The repeated attacks point to troubling possibilities. Either the authorities are failing in their duty to protect sacred sites, or there are deliberate efforts to intimidate Christians and alter the area's demographic composition. In any state that claims even basic adherence to democratic norms, pluralism, and human rights, the Armota attack alone would have been sufficient to prompt heightened security measures around cemeteries and other holy sites. At a minimum, it would have triggered accountability at the highest levels.
Instead, authorities in the Kurdistan Region imposed a media blackout, barring outlets from covering the circumstances or consequences of the crime.

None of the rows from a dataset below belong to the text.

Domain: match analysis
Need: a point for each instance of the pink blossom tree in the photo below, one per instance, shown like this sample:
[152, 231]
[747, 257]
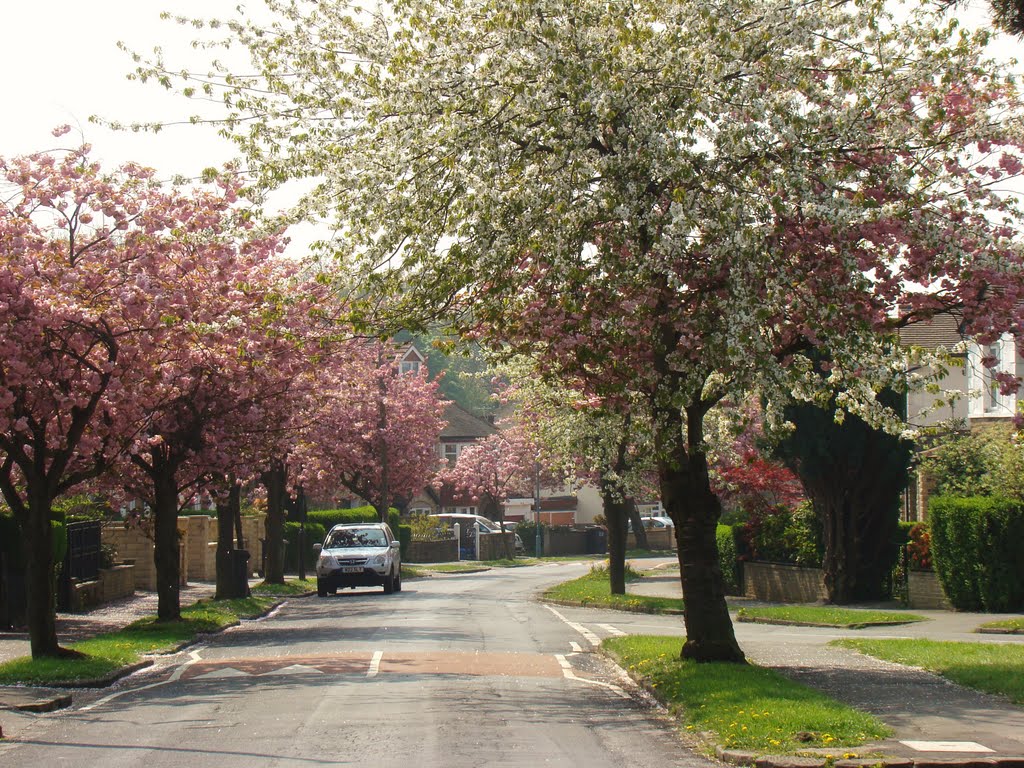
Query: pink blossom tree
[488, 471]
[84, 306]
[665, 202]
[217, 379]
[375, 431]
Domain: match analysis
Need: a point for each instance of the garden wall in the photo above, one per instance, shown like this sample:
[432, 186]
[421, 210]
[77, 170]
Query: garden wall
[442, 551]
[657, 539]
[113, 584]
[783, 584]
[925, 591]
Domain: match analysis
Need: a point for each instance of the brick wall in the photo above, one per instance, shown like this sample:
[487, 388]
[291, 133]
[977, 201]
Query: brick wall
[925, 591]
[657, 539]
[785, 584]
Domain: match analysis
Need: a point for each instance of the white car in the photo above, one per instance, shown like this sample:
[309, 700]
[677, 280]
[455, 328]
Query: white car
[358, 555]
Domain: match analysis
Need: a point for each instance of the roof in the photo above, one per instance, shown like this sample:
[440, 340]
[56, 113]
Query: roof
[462, 424]
[941, 331]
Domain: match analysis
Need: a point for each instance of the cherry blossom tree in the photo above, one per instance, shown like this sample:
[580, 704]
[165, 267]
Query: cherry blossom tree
[491, 470]
[670, 200]
[224, 365]
[376, 429]
[83, 306]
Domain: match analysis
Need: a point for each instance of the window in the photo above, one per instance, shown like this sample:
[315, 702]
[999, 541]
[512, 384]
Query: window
[451, 453]
[991, 393]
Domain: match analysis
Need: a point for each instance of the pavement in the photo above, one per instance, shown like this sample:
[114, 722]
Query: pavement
[935, 723]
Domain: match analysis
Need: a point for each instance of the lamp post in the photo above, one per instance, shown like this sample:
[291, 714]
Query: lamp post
[538, 539]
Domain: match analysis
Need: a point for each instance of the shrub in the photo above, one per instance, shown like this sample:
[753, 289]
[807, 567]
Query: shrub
[728, 556]
[404, 534]
[919, 546]
[314, 534]
[974, 548]
[782, 535]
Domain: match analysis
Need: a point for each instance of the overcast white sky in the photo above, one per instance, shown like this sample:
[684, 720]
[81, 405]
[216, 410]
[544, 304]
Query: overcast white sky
[61, 65]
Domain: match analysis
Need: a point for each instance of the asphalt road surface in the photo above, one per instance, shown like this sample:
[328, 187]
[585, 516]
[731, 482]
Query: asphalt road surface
[454, 671]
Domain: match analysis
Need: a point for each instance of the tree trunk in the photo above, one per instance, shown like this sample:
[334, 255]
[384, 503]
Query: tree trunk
[695, 510]
[229, 584]
[166, 551]
[40, 584]
[274, 480]
[614, 515]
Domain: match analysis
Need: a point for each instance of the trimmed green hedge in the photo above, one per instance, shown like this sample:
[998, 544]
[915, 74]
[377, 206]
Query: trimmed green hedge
[728, 556]
[314, 535]
[976, 551]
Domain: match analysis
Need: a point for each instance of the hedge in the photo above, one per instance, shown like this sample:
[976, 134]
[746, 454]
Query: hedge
[975, 551]
[728, 556]
[314, 534]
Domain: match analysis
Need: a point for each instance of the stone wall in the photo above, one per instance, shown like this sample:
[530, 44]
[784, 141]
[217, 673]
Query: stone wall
[443, 551]
[783, 584]
[925, 591]
[199, 548]
[113, 584]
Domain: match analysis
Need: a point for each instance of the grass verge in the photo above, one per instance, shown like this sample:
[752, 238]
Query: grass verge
[987, 667]
[741, 707]
[104, 654]
[290, 588]
[816, 615]
[594, 590]
[1009, 625]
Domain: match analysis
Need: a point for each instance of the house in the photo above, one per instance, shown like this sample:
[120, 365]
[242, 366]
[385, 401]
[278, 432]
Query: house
[964, 394]
[967, 391]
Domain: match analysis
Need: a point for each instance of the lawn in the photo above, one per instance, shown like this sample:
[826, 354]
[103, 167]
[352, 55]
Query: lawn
[987, 667]
[741, 706]
[817, 615]
[594, 590]
[105, 654]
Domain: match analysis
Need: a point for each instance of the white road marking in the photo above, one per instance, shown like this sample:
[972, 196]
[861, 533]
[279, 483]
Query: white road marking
[295, 668]
[194, 656]
[224, 672]
[588, 635]
[375, 664]
[568, 674]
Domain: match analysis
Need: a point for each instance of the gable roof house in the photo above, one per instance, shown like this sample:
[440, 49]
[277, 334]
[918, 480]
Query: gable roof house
[964, 394]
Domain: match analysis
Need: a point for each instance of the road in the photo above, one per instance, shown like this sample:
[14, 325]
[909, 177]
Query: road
[455, 671]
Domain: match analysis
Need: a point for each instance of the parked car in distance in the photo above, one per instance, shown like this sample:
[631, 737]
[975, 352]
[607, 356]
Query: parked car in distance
[358, 555]
[510, 528]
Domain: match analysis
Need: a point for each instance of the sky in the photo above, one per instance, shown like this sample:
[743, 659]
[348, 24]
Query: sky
[62, 66]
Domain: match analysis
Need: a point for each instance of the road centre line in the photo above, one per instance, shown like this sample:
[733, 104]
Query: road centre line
[590, 636]
[375, 664]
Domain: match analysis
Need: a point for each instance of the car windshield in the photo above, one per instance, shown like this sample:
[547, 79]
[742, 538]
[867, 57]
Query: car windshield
[356, 538]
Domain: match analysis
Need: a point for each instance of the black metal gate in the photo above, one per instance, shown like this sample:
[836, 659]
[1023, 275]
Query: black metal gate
[82, 561]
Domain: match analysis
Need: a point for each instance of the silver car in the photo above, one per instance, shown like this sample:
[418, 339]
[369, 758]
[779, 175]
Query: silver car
[365, 554]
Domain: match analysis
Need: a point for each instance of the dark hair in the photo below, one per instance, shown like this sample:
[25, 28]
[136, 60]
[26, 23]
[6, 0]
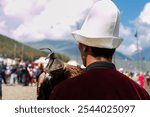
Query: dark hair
[102, 52]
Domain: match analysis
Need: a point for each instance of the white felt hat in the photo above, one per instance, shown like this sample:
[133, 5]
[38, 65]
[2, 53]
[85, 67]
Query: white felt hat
[101, 26]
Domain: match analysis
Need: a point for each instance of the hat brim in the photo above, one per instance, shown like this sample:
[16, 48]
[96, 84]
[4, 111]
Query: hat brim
[109, 42]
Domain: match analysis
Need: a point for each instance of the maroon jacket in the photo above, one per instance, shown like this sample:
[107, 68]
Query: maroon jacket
[100, 81]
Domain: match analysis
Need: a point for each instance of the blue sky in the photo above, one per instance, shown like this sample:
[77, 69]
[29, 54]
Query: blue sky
[130, 9]
[34, 20]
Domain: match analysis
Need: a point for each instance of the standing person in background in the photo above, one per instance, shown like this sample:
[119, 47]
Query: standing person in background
[97, 41]
[141, 79]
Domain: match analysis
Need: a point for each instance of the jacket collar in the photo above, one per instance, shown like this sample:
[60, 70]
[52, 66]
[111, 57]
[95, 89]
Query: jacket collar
[95, 65]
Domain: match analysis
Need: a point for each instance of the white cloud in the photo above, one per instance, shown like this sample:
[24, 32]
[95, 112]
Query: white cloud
[125, 31]
[3, 27]
[143, 26]
[142, 23]
[45, 18]
[145, 14]
[22, 9]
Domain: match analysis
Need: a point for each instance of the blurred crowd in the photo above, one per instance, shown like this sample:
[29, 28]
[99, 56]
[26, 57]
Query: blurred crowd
[24, 73]
[140, 77]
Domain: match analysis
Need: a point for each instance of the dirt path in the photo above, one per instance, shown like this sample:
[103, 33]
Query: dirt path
[19, 92]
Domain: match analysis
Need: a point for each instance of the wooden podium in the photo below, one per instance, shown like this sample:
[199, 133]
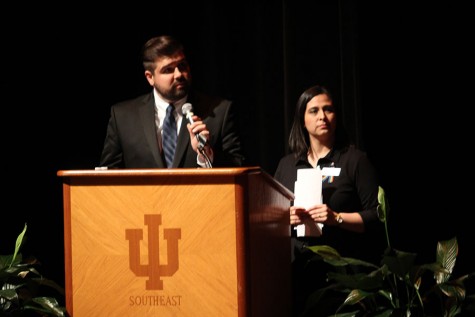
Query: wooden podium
[176, 242]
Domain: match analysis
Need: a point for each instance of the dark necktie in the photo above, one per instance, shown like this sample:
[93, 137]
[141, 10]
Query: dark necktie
[169, 135]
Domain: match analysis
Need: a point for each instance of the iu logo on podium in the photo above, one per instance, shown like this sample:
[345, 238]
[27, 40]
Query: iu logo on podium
[153, 270]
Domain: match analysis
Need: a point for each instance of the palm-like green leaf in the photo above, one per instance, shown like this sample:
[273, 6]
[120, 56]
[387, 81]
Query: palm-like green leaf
[19, 242]
[447, 252]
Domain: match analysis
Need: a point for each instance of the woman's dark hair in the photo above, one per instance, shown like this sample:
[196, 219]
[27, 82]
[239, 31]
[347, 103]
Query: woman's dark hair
[299, 139]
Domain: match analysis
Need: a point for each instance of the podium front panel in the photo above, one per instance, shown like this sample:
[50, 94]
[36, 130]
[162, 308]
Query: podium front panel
[159, 245]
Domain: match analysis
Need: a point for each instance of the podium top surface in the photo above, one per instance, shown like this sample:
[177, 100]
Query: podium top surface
[160, 171]
[113, 175]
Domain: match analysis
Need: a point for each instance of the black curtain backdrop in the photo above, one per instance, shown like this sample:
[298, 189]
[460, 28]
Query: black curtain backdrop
[400, 71]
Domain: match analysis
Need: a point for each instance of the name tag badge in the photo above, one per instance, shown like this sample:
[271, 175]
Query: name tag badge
[331, 171]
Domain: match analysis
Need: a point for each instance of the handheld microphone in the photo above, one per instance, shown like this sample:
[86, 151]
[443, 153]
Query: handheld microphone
[187, 110]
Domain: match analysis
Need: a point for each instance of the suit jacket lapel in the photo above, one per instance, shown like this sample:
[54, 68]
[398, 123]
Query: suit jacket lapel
[147, 117]
[182, 143]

Several sources said the move was intended to prevent the incident from becoming a matter of public opinion, which would puncture the image of human rights and democracy that the regional government promotes.
Other sources attributed the blackout to the horrific nature of the scene and to respect for grieving families. Some of the desecrated graves reportedly belonged to people who had died only recently, and whose bodies were allegedly subjected to abuse.
Joseph Sliwa, head of the Beth Nahrain Patriotic Union (Huyodo d'Bethnahrin Athroyo, HBA), said in a Facebook post that the ban on filming was imposed to prevent images of the vandalized graves from circulating. This, he argued, would make it easier for priests and bishops affiliated with the authorities to deny the incident, ensuring it did not gain public or media traction. Such exposure, he wrote, would have harmed the carefully curated reputation that authorities in Arba?ilo (Erbil) market internationally.
Sliwa added that a second explanation, which he described as unconfirmed, was that the bodies of the recently deceased had been removed from their graves, abused, and left exposed.
He further noted that these events formed part of a pattern. Within less than two weeks, Christian graves were vandalized in Armota, a church was attacked in Nohadra (Duhok), and cemeteries were desecrated in Shaqlawa. He pointed out that similar incidents recur year after year, yet not a single perpetrator has been publicly tried or punished, a failure he said undermines any claim of equality or justice.
Concluding in a sharply sarcastic tone, Sliwa remarked that he could not understand why the world had failed to benefit from the region's supposed model of security and coexistence, describing it instead as an experience of chaos and illusion rather than genuine peace.